By Tatum Lyles Flick
Communications Specialist
Andrew Buller, professor of chemistry at UW-Madison, is working to develop methods to create new protein building blocks in living systems. This chemical research, recently recognized with a $2.2 million grant from NIH, could make these processes more affordable for and accessible to scientists with expertise in other backgrounds.
Buller will receive a 2019 National Institutes of Health (NIH) Director’s New Innovator Award from the High-Risk, High-Reward program for his project, titled Engineering In Vivo Biomolecular Synthesis with Nonstandard Building Blocks.
“We want to bring new kinds of building blocks into biological systems, with the goal of interfacing with living systems,” Buller said, explaining that his group will repurpose how enzymes use vitamin B6, the cofactor that is preeminent in amino acid biosynthesis, to perform new types of reactions.
The biological building blocks of life include amino acids, vitamins and minerals, which are all accessible to living organisms through the foods they consume. Food goes through chemical processes to convert it to a set of proteins needed for life processes. There are 20 key amino acids that make up proteins, but Buller says scientists can create more.
“You could think of this as having a Lego kit with just 20 different pieces,” Buller said. “What could you build if you had more? We build these new Lego bricks and then teach biological systems how to make them too.”
This unique way of thinking and the possible long-term benefits of creating these systems won Buller the NIH award, which funds “highly innovative and unusually impactful biomedical or behavioral research, proposed by extraordinarily creative scientists.”
“We evolve enzymes to take relatively simple building blocks, that we can buy from a common chemical manufacturer, and evolve enzymes that can convert small building blocks into the side chain of an amino acid,” Buller said. “This lets us bring in new functional groups that weren’t present – new kinds of elements and new kinds of reactivity.”
Over the past two decades, scientists have been adding amino acids, produced by organic chemists in the lab, to proteins. Buller’s project will set up a system any molecular biologist can use, with enzymes and an off-the-shelf chemical, to create the amino acid they need in a cell.

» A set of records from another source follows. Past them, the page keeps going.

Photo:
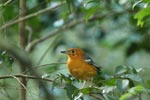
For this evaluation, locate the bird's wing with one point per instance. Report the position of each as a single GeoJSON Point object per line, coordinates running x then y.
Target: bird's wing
{"type": "Point", "coordinates": [91, 62]}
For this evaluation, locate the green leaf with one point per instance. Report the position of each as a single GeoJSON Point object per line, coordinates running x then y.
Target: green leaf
{"type": "Point", "coordinates": [125, 96]}
{"type": "Point", "coordinates": [122, 85]}
{"type": "Point", "coordinates": [134, 77]}
{"type": "Point", "coordinates": [147, 1]}
{"type": "Point", "coordinates": [110, 82]}
{"type": "Point", "coordinates": [148, 83]}
{"type": "Point", "coordinates": [141, 15]}
{"type": "Point", "coordinates": [91, 11]}
{"type": "Point", "coordinates": [120, 69]}
{"type": "Point", "coordinates": [132, 92]}
{"type": "Point", "coordinates": [70, 89]}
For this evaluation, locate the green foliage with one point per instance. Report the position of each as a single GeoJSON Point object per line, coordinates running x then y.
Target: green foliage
{"type": "Point", "coordinates": [141, 15]}
{"type": "Point", "coordinates": [7, 59]}
{"type": "Point", "coordinates": [106, 30]}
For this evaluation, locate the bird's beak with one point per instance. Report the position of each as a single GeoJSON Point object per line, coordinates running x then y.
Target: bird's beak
{"type": "Point", "coordinates": [63, 52]}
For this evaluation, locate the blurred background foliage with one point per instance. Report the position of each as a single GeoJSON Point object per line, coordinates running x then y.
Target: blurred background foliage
{"type": "Point", "coordinates": [113, 32]}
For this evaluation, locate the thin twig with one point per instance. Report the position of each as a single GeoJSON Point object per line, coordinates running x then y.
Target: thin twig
{"type": "Point", "coordinates": [8, 24]}
{"type": "Point", "coordinates": [46, 51]}
{"type": "Point", "coordinates": [25, 76]}
{"type": "Point", "coordinates": [96, 97]}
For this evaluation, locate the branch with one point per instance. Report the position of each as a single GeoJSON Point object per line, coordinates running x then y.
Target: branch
{"type": "Point", "coordinates": [25, 76]}
{"type": "Point", "coordinates": [8, 24]}
{"type": "Point", "coordinates": [23, 43]}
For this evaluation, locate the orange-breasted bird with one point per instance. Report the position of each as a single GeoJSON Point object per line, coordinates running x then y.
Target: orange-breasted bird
{"type": "Point", "coordinates": [81, 65]}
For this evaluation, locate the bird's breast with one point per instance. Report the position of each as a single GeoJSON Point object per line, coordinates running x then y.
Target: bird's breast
{"type": "Point", "coordinates": [81, 69]}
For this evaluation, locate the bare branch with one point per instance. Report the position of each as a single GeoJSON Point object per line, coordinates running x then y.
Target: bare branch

“People have wanted to do this for a long time, but there are a lot of barriers,” he said. “We are addressing one of the biggest, which is that it’s really expensive and it takes a lot of training in two different areas. If we can make it cheaper and so that you need one skillset instead of two, then everybody else is going to be able to use this technology.”
Substantial awards, like this one, allow researchers time to work, discover, and create, because they remove some of the pressure to spend time searching for funding.
“Now we get to focus on the science,” Buller said, adding that this research could spawn methods of cheaper drug development. “and I think this is an important challenge for scientists to work on. We want to lower the barriers, both in terms of cost and difficulty, to make it easier to make new kinds of molecules. My hope is that they would have that kind of impact – that biochemists would have that expanded repertoire of new building blocks in their probing a structure-function relationship of molecules, or in the process of optimizing an antibody to bind to an antigen.”